Update README.md with new model card content

6acd2af verified 5 months ago

5.46 kB

	---
	library_name: keras-hub
	license: apache-2.0
	language:
	- en
	tags:
	- text-generation-inference
	- keras
	pipeline_tag: text-generation
	---
	### Model Overview
	# Model Summary

	Falcon-RW-1B is a 1B parameters causal decoder-only model built by [TII](https://www.tii.ae/) and trained on 350B tokens of [RefinedWeb](https://huggingface.co/datasets/tiiuae/falcon-refinedweb). The architecture of the model is adopted from the GPT-3 paper ([Brown et al., 2020](https://arxiv.org/abs/2005.14165)) but it uses ALiBi.

	## Links

	* [Falcon Quickstart Notebook](https://www.kaggle.com/code/laxmareddypatlolla/falcon-quickstart-notebook)
	* [Falcon API Documentation](https://keras.io/keras_hub/api/models/falcon/)
	* [Falcon Model Card](https://huggingface.co/docs/transformers/en/model_doc/falcon)
	* [KerasHub Beginner Guide](https://keras.io/guides/keras_hub/getting_started/)
	* [KerasHub Model Publishing Guide](https://keras.io/guides/keras_hub/upload/)

	## Presets

	The following model checkpoints are provided by the Keras team. Full code examples for each are available below.
	\| Preset name \| Parameters \| Description \|
	\|----------------\|------------\|--------------------------------------------------\|
	\| falcon_refinedweb_1b_en \| 1.31B \| 24-layer Falcon model (Falcon with 1B parameters), trained on 350B tokens of RefinedWeb dataset.\|


	## Use

	### Direct Use
	Research on large language models, specifically the influence of adequately filtered and deduplicated web data on the properties of large language models (fairness, safety, limitations, capabilities, etc.).

	### Out-of-scope Use
	Production use without adequate assessment of risks and mitigation; any use cases which may be considered irresponsible or harmful.

	## Bias, Risks, and Limitations

	Falcon-RW-1B is trained on English data only, and will not generalize appropriately to other languages. Furthermore, as it is trained on a large-scale corpora representative of the web, it will carry the stereotypes and biases commonly encountered online.

	## Recommendations

	We recommend users of Falcon-RW-1B to consider finetuning it for the specific set of tasks of interest, and for guardrails and appropriate precautions to be taken for any production use.

	## Training Details

	### Training Data
	Falcon-RW-1B was trained on 350B tokens of RefinedWeb, a high-quality filtered and deduplicated web dataset. The data was tokenized with the GPT-2 tokenizer.

	### Training Procedure
	Falcon-RW-1B was trained on 32 A100 40GB GPUs, using only data parallelism with ZeRO.

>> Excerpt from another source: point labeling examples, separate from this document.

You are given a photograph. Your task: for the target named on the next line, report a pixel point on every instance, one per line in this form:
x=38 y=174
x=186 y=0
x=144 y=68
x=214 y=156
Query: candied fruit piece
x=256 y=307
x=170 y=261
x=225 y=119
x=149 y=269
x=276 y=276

	### Training Hyperparameters
	Hyperparameters were adapted from the GPT-3 paper ([Brown et al., 2020](https://arxiv.org/abs/2005.14165)).

	\| Hyperparameter \| Value \| Comment \|
	\|----------------\|----------\|-------------------------------------------\|
	\| Precision \| bfloat16 \| \|
	\| Optimizer \| AdamW \| \|
	\| Learning rate \| 2e-4 \| 500M tokens warm-up, cosine decay to 2e-5 \|
	\| Weight decay \| 1e-1 \| \|
	\| Batch size \| 512 \| 4B tokens ramp-up \|

	### Speeds, Sizes, Times
	Training happened in early December 2022 and took about six days.

	### Evaluation
	See the [paper on arXiv](https://arxiv.org/abs/2306.01116) for in-depth evaluation.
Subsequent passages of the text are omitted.